🤖 AI Summary
This study addresses the critical need for automated extraction of key clinical information—such as cancer staging—from lung pathology reports to support tumor registry efforts. Traditional approaches rely heavily on costly annotated data and are prone to cascading errors due to pipeline fragmentation. To overcome these limitations, this work proposes the first zero-shot agent-based workflow specifically designed for lung pathology information extraction. Without any task-specific training, the framework leverages five open-source large language models in an end-to-end manner, integrating prompt engineering and planning mechanisms to extract 13 standardized pathology fields. Evaluated against tumor registry benchmarks, the best-performing model, GPT-OSS-20B, achieves a Micro-F1 score of 0.893 (recall: 0.949) under zero-shot settings—approaching the performance of the supervised baseline GatorTron (0.960)—thereby substantially reducing dependence on labeled data and eliminating cascading error propagation.
📝 Abstract
Information extraction from pathology reports is essential for cancer staging, tumor registry population. Yet key data remains embedded in narrative reports, making manual extraction labor-intensive and error-prone. Traditional supervised Natural Language Processing pipelines address this through fully supervised Named Entity Recognition and Relation Extraction, but require expensive manual annotation and suffer cascading failures when upstream entities are missed.

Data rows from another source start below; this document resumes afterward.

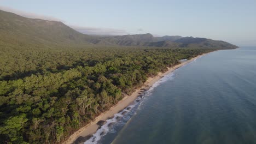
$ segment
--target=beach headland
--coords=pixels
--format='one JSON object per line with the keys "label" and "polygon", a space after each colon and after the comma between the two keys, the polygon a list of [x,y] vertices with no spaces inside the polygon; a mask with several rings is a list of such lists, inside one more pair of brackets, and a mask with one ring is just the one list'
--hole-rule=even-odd
{"label": "beach headland", "polygon": [[93,121],[73,134],[69,139],[63,143],[72,143],[78,138],[84,141],[84,142],[86,140],[90,138],[90,136],[97,131],[97,129],[99,129],[101,125],[102,124],[104,121],[109,119],[109,118],[113,117],[115,113],[119,113],[126,107],[132,104],[138,97],[141,95],[142,91],[147,91],[149,87],[152,86],[154,83],[165,75],[173,72],[177,68],[179,68],[181,67],[182,67],[207,53],[208,53],[199,55],[195,57],[191,58],[190,59],[183,62],[182,63],[173,67],[167,68],[168,70],[167,71],[164,73],[159,72],[158,73],[158,74],[154,77],[148,77],[143,87],[136,89],[135,92],[132,93],[130,95],[125,96],[122,100],[119,101],[116,105],[110,107],[109,110],[101,113],[98,116],[96,117]]}

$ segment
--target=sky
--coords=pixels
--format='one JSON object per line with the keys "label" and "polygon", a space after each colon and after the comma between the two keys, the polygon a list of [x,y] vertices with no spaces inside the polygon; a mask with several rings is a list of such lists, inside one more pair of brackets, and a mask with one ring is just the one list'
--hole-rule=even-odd
{"label": "sky", "polygon": [[0,9],[89,34],[150,33],[256,46],[256,0],[0,0]]}

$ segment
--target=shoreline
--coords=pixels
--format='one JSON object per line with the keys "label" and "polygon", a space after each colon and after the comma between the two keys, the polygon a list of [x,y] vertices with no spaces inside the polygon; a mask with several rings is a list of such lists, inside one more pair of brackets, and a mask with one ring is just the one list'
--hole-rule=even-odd
{"label": "shoreline", "polygon": [[85,126],[82,127],[82,128],[79,129],[78,130],[74,133],[63,143],[72,143],[79,136],[85,137],[89,135],[93,135],[97,131],[97,130],[100,127],[100,126],[98,124],[97,124],[98,121],[106,121],[109,117],[114,116],[114,114],[118,113],[119,112],[123,110],[127,106],[131,105],[132,103],[136,99],[136,98],[139,95],[141,95],[141,89],[148,89],[148,88],[151,87],[154,83],[159,81],[165,75],[173,72],[176,69],[193,61],[194,60],[210,52],[198,55],[196,57],[193,57],[189,60],[182,62],[182,63],[176,65],[173,67],[167,68],[168,70],[167,71],[165,72],[164,73],[159,72],[158,75],[154,76],[154,77],[148,77],[148,80],[144,82],[143,86],[139,88],[136,89],[135,92],[133,92],[131,95],[125,96],[122,99],[122,100],[120,100],[117,104],[111,107],[109,109],[109,110],[108,110],[107,111],[105,111],[103,113],[102,113],[99,116],[96,117],[93,121],[91,122],[90,123],[86,124]]}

In this study, we developed a zero-shot, agentic workflow, and evaluated five open-source generative Large Language Models (LLMs) to populate 13 College of American Pathologists synoptic fields from lung resection pathology reports. We compared them against a state-of-the-art supervised GatorTron NER-RE baseline using a novel, registry-aligned evaluation framework. The baseline achieved Micro-F1of 0.960, while the best zero-shot model (GPT-OSS-20B) achieved Micro-F1 of 0.893 (recall: 0.949), accurately extracting complex relations like Pathologic Stage without task-specific training. These results suggest that open-source, zero-shot agentic LLMs are a low-cost solution for extracting lung pathology information.